Bab 10

8.9K 427 10
                                    

Nathan

"Lyana nggak marah sama Om Nathan. Beneran."

Lyana menunduk lesu. Tak kunjung ia mendongak walau aku memintanya untuk menatapku.

Setelah Lyana membeli buku novel yang ia cari. Aku langsung menarik Lyana dan pamit pulang pada Ken. Ken sadar diantara aku dan Lyana ada yang tidak beres. Tapi Ken bungkam dan membiarkan aku dan Lyana pergi lebih dulu.

Melihat Lyana belum lelah menundukan kepala, justru itu tidak baik buatku. Disini aku sadar aku salah. Meski diawal aku nggak berniat untuk membentak Lyana tapi tetap saja aku merasa nggak enak hati.

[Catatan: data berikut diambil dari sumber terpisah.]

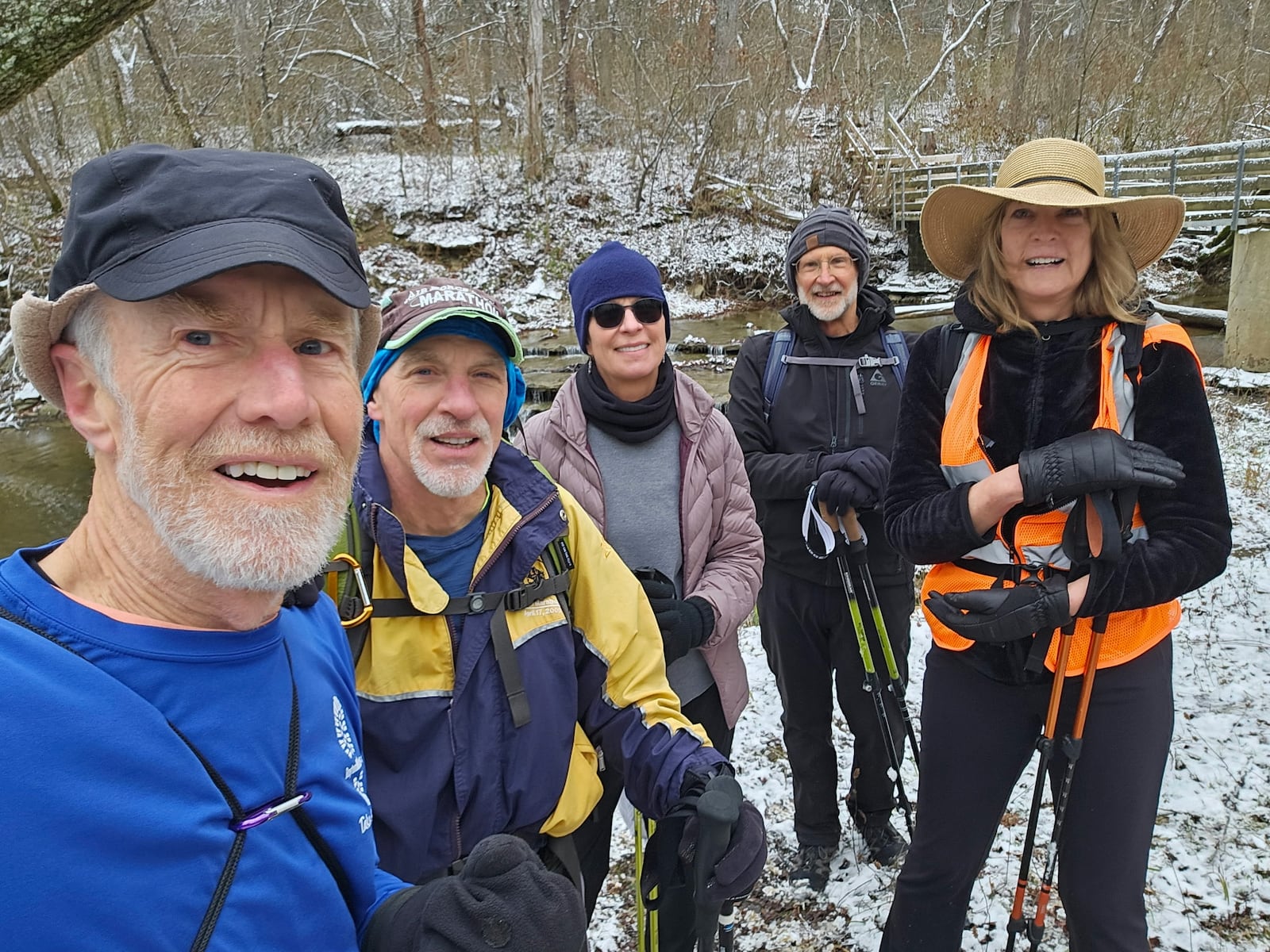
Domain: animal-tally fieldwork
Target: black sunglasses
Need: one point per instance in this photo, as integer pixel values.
(647, 310)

"Kalau kamu nggak marah, kenapa kamu nggak mau tatap Om?" Kini aku bersidekap dan menunduk miring agar aku bisa menatap Lyana dan Lyana mau menatapku.

"Lyana kan yang salah." Lirihnya.

"Om sudah bilang kamu sama sekali nggak salah. Om yang--"

Aku mendadak bisu. Apa aku harus mengaku kalau aku nggak suka mendengar Lyana tak henti membicarakan Ken?

Tapi alasannya apa jika Lyana bertanya padaku?

Kalau aku bilang alasannya Ken itu pemain, apa terdengar masuk akal?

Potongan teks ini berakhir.